# A COVID pickle - Advice needed.



## MikeyBee (Aug 7, 2021)

So, I am a British citizen that has lived in the Philippines with my Filipino girlfriend for the last 11 years. During that time, I have stayed purely on tourist visa, extending, and leaving and returning to the country when required. I am on a tourist visa because my gf was still technically married and we have now only just managed to start her annulment process (long story on that one) and she should be annulled by June next year (all things well). We plan to marry immediately and I can then get a balakbayan.

So, that's just a brief overview.

Now, my three year period stay ended March 6, 2020, and thus I would have had to do my usual visa run to HK, SG, Malaysia or wherever I decided to go. However, COVID occurred right in time - and as you know immigration was closed as it was the start of the pandemic here. So, I overstayed and am still overstaying now 16 months later.

Why have I continued to overstay? Well, I can't really go anywhere on a visa run in Asia and I didn't want to have to pay to fly all the way back to the UK, and then have troubles coming back to my girl. I thought i'd ride it out and hope travel gets back to normal within a year, pay my fines believing they would be sympathetic and not too harsh due to the circumstances. Obviously, that didn't happen, and 16 months later, the world is still in chaos due to this pandemic.

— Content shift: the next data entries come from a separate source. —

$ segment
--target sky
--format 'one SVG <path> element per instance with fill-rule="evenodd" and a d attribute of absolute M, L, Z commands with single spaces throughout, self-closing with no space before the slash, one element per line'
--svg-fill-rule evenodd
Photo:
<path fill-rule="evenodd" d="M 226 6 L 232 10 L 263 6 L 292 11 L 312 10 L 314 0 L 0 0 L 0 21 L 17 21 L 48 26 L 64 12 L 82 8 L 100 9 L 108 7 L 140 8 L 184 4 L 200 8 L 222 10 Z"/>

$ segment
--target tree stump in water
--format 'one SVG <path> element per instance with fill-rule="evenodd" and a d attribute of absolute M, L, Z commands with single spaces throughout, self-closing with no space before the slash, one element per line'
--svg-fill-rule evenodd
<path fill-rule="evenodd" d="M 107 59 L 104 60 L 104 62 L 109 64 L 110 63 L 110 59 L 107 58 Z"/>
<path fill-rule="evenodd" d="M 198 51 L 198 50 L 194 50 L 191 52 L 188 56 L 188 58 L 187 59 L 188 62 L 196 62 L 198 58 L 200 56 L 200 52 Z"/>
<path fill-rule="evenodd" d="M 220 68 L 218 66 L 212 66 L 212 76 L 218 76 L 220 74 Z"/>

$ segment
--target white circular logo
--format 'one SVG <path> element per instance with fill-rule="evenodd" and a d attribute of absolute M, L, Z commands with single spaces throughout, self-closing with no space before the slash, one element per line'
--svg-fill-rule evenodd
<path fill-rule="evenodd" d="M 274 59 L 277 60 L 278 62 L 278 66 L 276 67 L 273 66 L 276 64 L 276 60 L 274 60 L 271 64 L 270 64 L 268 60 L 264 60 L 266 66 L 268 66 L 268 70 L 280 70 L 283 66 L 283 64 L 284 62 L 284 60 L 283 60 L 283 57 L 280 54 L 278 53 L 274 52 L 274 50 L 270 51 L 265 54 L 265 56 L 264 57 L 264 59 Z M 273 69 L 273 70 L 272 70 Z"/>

Now, I see that Phuket and some Thai Islands have relaxed travel restrictions. They allow fully vaccinated travellers to travel there as long as they have had full vaccination (I've had my first jab of AstraZeneca with the second due on 22nd of Sept), health insurance up to 100k which covers COVID (costs about 10 quid for a 2-3 trip), and proof of booking at a SHA+1 hotel for my stay. Plus tests no more than 3 days before travel blah blah.

Now, as I have to be vaccinated at least 14 days before travel, it means I could do this run on the 7th of October - by which point I'm even longer overstayed - more than a year and a half in fact. 

So, now I am worried about whether they will let me come back, ban me for a while etc, for overstaying so long. 

So questions:

1. If I went to BOI in Manilla (where i usually go), would they force me to depart even during the pandemic?
2. Would they force me to go home to the UK if I could not go anywhere else?
3. Are they sympathetic with cases like this?
4. Would I just have to pay fees, fines etc, fly to Phuket, and be able to come back as planned?
5. Or would they ban me from returning?

I know I would have to quarantine probably when returning for 14 days at a hotel - I'm fine with that, I just want to be able to return.

Bit worried guys - I have nothing in the UK to go back to.


----------



## Gary D (Oct 28, 2013)

As things are currently you could not return. Do you have any children, it could help you return but it would be a gamble and at a minimum time consuming.


----------



## MikeyBee (Aug 7, 2021)

Gary D said:


> As things are currently you could not return. Do you have any children, it could help you return but it would be a gamble and at a minimum time consuming.


Not yet, unfortunately.

Yes, as of now I know I cannot return - was hoping by October things might change. 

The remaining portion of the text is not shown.